Bayangkan seseorang yang akan menyeberang jalan di zebra cross. Tengok kanan, tengok kiri. Merasa belum yakin, tengok kanan lagi, tengok kiri lagi. Bahkan setelah berjalan di zebra cross pun orang masih melakukannya untuk memastikan apakah jalan benar-benar aman. Tengok kanan kiri adalah kebiasaan bagus jika seseorang akan menyeberang jalan raya. Tapi merekam video dengan cara serupa, tidak akan menghasilkan rekaman yang menarik untuk ditonton. Terlalu banyak panning dalam satu shot ( satu ambilan gambar dalam satu rekaman), baik ke kiri ke kanan atau ke atas ke bawah (tilt) adalah contoh kebiasaan buruk dalam merekam gambar. Terlebih jika digabungkan dengan zoom in dan / atau zoom out. Sebuah contoh kesalahan dalam pergerakan kamera (camera movement).

Tidak Bisa Membedakan Antara Merekam Video dengan Memotret

Berbeda dengan kamera foto yang merekam sebuah momen, kamera video merekam sebuah proses dinamis atau aksi (action), sehingga menghasilkan gambar bergerak (dan bersuara). Kebiasaan mengabadikan sebuah momen pada saat memotret, acapkali terbawa pada saat mempergunakan kamera video. Hasilnya adalah hasil rekaman video dengan durasi yang terlalu pendek dalam setiap shot (satu ambilan gambar dalam satu rekaman). Shot yang terlalu pendek tidak nyaman untuk dinikmati, karena tidak memberikan waktu yang cukup bagi penonton untuk memahami detil subyek yang ditampilkan. Shot yang terlalu pendek juga akan menimbulkan kesulitan dalam proses pasca produksi (editing).

Merekam Tokoh Misterius

Menempatkan subyek penting (umumnya manusia) pada bagian depan dengan latar belakang yang lebih kuat pencahayaannya. Kebiasaan atau ketidaksadaran dengan situasi backlight seperti ini (dan tidak segera melakukan antisipasi), akan menciptakan siluet dan sosok-sosok misterius. Rekaman video yang terlalu sering atau terlalu lama dalam kondisi backlight, sudah pasti tidak akan nyaman ditonton dan kehilangan kesan profesional. Sebuah contoh kesalahan umum dalam hal pencahayaan (lighting).

Apakah Anda pernah atau masih mengalami salah satu diantaranya ?Ga perlu d jawab.

diambil dari blog tetangga, cuman lupa ga d sev. bagi yang memiliki hak cipta, maaf lum cantumin nama Anda. piss..

selengkapnya »»

Menuju Kreativitas Videografi

Selamat datang di dunia videografi.
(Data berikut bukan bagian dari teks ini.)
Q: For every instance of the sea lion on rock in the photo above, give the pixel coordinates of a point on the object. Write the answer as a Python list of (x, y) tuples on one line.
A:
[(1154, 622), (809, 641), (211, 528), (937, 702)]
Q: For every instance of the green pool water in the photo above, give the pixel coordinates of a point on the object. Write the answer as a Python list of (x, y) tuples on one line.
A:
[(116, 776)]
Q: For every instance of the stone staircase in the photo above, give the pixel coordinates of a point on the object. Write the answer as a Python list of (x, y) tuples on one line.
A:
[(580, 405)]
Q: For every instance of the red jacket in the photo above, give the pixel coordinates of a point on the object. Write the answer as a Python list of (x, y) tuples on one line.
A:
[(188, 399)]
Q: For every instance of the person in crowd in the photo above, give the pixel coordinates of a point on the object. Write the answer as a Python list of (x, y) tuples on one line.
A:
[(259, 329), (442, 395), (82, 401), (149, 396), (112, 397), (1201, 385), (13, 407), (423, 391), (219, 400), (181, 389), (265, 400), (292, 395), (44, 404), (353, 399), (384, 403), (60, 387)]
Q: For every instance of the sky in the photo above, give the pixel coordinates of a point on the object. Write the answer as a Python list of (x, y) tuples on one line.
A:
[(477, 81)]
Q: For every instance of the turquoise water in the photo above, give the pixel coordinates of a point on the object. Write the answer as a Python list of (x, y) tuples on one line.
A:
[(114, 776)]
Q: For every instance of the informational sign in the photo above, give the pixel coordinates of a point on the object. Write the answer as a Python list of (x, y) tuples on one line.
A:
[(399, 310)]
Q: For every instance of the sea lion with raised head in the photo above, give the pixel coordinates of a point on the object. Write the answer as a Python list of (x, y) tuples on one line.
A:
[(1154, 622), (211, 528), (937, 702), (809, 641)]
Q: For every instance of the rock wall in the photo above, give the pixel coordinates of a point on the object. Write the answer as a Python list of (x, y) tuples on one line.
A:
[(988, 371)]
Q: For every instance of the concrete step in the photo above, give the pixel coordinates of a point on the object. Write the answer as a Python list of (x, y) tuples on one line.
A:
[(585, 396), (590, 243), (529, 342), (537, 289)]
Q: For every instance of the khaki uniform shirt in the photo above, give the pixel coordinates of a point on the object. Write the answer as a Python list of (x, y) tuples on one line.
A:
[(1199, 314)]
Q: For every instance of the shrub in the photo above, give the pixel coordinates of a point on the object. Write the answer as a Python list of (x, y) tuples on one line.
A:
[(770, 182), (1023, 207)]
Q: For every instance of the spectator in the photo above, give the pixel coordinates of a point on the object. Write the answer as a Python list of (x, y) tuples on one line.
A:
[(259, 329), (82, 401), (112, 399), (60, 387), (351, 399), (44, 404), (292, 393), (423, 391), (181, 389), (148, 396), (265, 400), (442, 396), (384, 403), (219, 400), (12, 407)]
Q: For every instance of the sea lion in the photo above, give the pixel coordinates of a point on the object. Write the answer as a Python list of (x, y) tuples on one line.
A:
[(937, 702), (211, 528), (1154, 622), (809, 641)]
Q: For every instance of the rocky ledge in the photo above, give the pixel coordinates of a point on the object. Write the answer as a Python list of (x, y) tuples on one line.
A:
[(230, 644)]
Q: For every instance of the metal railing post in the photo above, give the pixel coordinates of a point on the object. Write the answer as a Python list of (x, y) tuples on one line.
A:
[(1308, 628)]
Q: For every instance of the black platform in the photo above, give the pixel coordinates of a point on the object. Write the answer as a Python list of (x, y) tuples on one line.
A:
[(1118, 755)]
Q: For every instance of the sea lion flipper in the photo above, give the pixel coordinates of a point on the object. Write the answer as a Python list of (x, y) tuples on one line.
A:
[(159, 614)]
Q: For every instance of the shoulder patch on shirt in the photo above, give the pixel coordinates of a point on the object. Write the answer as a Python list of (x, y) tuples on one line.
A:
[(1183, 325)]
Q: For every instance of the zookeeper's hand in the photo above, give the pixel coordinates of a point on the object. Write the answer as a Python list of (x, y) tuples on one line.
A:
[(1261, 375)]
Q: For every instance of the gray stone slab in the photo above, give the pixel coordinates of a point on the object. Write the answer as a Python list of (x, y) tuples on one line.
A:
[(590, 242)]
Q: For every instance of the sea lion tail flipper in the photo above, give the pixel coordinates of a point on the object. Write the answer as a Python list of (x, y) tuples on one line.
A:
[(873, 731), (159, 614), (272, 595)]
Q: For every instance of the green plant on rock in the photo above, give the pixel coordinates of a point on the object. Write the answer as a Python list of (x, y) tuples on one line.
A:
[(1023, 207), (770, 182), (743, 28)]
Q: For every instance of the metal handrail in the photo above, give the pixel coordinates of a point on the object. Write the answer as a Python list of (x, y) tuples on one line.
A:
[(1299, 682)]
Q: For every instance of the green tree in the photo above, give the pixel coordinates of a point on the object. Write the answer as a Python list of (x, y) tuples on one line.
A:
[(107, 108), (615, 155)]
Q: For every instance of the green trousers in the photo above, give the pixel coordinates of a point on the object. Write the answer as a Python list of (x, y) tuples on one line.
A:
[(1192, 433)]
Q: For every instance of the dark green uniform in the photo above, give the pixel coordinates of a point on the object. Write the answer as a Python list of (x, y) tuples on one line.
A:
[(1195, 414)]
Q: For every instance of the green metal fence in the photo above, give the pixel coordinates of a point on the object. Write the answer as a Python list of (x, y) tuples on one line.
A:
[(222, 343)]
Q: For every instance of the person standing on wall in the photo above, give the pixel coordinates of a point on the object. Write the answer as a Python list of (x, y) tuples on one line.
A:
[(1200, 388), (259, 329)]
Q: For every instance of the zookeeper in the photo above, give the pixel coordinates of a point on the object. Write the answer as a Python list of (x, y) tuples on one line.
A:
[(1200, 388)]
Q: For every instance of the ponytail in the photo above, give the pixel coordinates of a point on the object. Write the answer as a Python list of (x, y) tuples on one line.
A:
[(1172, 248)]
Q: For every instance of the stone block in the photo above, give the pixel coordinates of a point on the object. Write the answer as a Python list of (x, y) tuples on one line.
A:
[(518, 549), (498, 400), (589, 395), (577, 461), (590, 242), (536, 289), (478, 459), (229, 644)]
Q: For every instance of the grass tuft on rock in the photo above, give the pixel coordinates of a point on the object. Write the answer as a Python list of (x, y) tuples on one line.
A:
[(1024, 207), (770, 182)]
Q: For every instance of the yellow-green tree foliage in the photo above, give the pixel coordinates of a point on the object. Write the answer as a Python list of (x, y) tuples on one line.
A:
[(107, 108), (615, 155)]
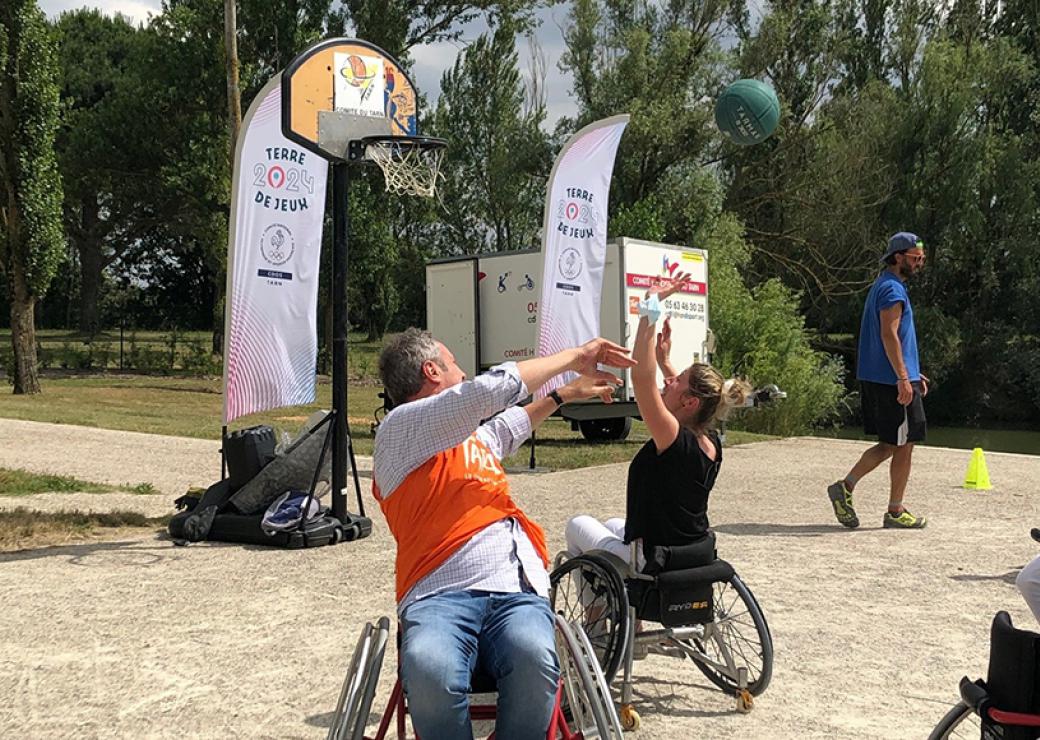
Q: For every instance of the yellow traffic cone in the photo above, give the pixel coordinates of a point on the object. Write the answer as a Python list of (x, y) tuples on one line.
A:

Sebuah dunia yang sangat menyenangkan, penuh daya tarik, menantang kreatifitas, dan membantu kita dalam berkomunikasi dengan siapa saja. Yah, itu yang saya rasakan saat belajar videografi (sampai sekarang juga masih belajar kok). Dengan teknik videografi yang kreatif dan komunikatif, kita bisa mengabadikan beragam peristiwa di sekitar kita, menciptakan beragam karya dan media yang bukan saja bisa dipandang, namun juga didengar. Dengannya, kita bisa bercerita, berbagi informasi, menghibur, menularkan pengetahuan, bahkan mempengaruhi orang lain.
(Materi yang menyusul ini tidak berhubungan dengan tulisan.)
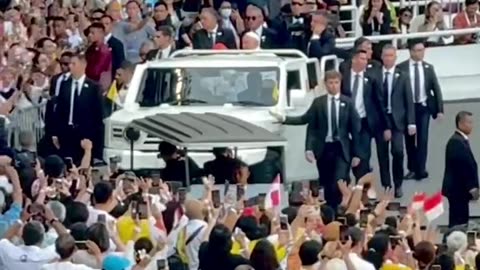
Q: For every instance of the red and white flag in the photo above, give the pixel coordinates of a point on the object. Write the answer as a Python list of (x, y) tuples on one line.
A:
[(274, 194), (433, 206), (418, 201)]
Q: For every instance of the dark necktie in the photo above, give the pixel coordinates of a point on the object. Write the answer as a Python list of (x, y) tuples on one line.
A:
[(356, 82), (333, 115), (385, 89), (417, 83), (212, 38)]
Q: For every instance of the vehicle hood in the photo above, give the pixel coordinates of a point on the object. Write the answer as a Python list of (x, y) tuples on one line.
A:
[(255, 115)]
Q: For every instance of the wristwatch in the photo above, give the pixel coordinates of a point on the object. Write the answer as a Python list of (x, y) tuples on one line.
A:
[(53, 220)]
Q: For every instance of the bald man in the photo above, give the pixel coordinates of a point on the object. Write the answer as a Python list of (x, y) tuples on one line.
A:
[(255, 22), (212, 33), (250, 41)]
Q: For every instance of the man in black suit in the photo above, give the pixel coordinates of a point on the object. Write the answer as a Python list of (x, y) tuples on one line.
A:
[(332, 120), (397, 98), (322, 40), (364, 89), (115, 45), (427, 97), (255, 21), (54, 91), (460, 179), (212, 33), (363, 44), (164, 43), (79, 113)]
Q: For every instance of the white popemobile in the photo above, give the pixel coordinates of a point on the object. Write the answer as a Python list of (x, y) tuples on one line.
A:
[(241, 84)]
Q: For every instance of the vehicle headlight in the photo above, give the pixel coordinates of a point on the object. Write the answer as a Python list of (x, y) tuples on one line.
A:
[(131, 134)]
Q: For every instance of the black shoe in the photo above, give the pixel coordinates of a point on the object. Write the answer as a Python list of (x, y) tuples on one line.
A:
[(409, 176), (421, 176), (398, 193)]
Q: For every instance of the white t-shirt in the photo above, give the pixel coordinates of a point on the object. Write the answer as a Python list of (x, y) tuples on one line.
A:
[(24, 257), (65, 266)]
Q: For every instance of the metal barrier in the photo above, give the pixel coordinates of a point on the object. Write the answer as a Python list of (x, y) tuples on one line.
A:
[(26, 119), (356, 10), (348, 42)]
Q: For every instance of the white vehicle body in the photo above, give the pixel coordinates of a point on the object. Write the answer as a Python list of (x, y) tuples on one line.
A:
[(299, 99)]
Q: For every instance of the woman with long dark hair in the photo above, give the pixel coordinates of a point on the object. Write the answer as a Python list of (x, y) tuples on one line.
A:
[(263, 256), (215, 254)]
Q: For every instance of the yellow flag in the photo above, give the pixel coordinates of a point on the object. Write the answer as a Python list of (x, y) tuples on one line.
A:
[(113, 92), (275, 93)]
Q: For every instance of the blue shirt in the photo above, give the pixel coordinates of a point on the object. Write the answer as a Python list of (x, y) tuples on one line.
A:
[(10, 217)]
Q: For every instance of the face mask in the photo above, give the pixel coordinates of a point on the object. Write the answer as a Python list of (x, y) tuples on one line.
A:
[(226, 12)]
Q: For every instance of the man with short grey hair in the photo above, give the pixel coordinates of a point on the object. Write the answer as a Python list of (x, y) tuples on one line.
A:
[(28, 256), (59, 211), (398, 103)]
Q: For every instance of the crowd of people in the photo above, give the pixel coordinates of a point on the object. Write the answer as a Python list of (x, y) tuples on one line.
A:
[(62, 209)]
Bagaimana menciptakan karya videografi yang kreatif, komunikatif dan layak ditonton ?



Panduan sederhana ini mengajak Anda untuk mengenal dan memahami prinsip-prinsip dasar videografi untuk dipraktekkan dengan menggunakan kamera genggam (handycam). Mengapa kamera genggam ? Karena inilah jenis kamera video yang paling banyak dijumpai dan dipergunakan, paling banyak populasinya, mudah didapat dan bisa dioperasikan oleh siapa saja. Meski demikian – karena bersifat universal - prinsip-prinsip dasar videografi dalam panduan ini bisa diterapkan untuk jenis kamera apa saja.
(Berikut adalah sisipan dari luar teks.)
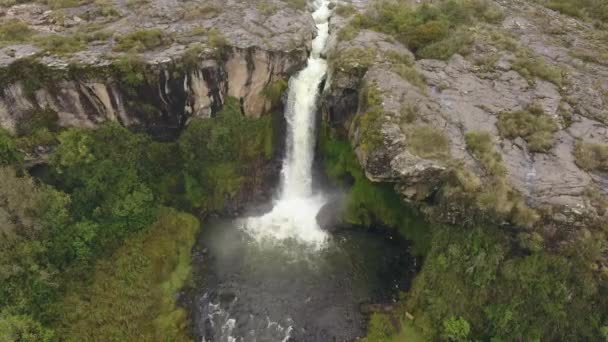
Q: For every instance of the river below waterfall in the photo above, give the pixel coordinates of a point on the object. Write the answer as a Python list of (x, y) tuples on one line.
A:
[(251, 291)]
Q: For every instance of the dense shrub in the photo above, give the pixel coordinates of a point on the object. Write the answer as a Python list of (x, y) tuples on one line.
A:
[(427, 141), (430, 30), (15, 31), (591, 157), (474, 275), (532, 125), (530, 67), (142, 40), (133, 292), (593, 9)]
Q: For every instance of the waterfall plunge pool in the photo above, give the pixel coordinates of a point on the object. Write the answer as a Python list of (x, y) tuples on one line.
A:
[(285, 291)]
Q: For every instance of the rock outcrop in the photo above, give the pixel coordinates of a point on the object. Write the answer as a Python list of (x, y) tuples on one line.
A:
[(184, 60), (467, 93)]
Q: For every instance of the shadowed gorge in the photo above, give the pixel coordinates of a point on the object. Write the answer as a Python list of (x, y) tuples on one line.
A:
[(294, 171)]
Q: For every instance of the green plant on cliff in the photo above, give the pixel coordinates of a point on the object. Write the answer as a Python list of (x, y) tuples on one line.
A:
[(133, 291), (592, 9), (502, 294), (369, 203), (427, 141), (531, 67), (15, 31), (590, 156), (274, 90), (431, 30), (142, 40), (531, 124), (497, 197)]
Penting untuk dipahami bahwa peralatan yang lebih baik ( katakanlah lebih profesional, lebih canggih, atau mungkin lebih mahal ) tidak menjamin hasil rekaman video yang lebih baik. Semua tergantung pada “man behind the camera“. Siapa yang berada di belakang kamera ? Apakah dia bisa menangkap momen-momen penting dan menarik ? Apakah rekaman gambar enak dinikmati, atau setidaknya bisa dinikmati ? Peralatan yang sederhana, jika dipergunakan dengan cara yang benar dan pada situasi yang tepat akan menghasilkan karya videografi yang sempurna sesuai kebutuhan dan tujuan penggunaannya.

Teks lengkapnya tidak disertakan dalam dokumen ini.